Question

A bubble of air is underwater at temperature \(15^{\circ} \mathrm{C}\) and pressure \(1.5\) bar. If the bubble rises to the surface where the temperature is \(25^{\circ} \mathrm{C}\) and the pressure is \(1.0\) bar, what will happen to the volume of the bubble? (a) Volume will become greater by a factor of \(1.6\), (b) Volume will become greater by a factor of \(1.1 .\) (c) Volume will become smaller by a factor of \(0.70\) (d) Volume will become greater by a factor of \(2.5\).

Short answer

The volume of the bubble will become greater by a factor of approximately 1.6.

Step-by-step solution

Identify the Relevant Gas Law

To determine the change in volume of the bubble, we need to use the combined gas law, which is stated as \(P_1V_1/T_1 = P_2V_2/T_2\), where \(P\) is the pressure, \(V\) is the volume, and \(T\) is the absolute temperature (in Kelvin).

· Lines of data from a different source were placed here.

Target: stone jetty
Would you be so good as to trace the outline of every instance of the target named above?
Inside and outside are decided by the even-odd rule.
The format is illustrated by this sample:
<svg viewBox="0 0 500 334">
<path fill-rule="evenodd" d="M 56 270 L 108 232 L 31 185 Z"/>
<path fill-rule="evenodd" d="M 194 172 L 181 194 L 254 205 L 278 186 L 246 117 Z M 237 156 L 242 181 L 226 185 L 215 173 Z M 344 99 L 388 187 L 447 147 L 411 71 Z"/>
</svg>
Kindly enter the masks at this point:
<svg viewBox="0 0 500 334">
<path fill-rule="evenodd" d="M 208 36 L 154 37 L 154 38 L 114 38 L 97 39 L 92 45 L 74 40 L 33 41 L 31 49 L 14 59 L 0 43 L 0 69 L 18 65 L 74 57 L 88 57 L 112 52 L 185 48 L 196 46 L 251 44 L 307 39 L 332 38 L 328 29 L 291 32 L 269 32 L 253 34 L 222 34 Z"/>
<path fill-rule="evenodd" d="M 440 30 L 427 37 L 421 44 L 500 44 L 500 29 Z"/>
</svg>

Convert Temperatures to Kelvin

First, convert the temperatures from Celsius to Kelvin by adding 273.15 to each temperature. The initial temperature is \(T_1 = 15 + 273.15 = 288.15 \text{K}\) and the final temperature is \(T_2 = 25 + 273.15 = 298.15 \text{K}\).

Apply the Combined Gas Law

With the known values, we input them into the combined gas law: \[(1.5 \text{bar})(V_1)/(288.15 \text{K}) = (1.0 \text{bar})(V_2)/(298.15 \text{K})\]. To find the factor by which the volume increases, we need to isolate \(V_2/V_1\).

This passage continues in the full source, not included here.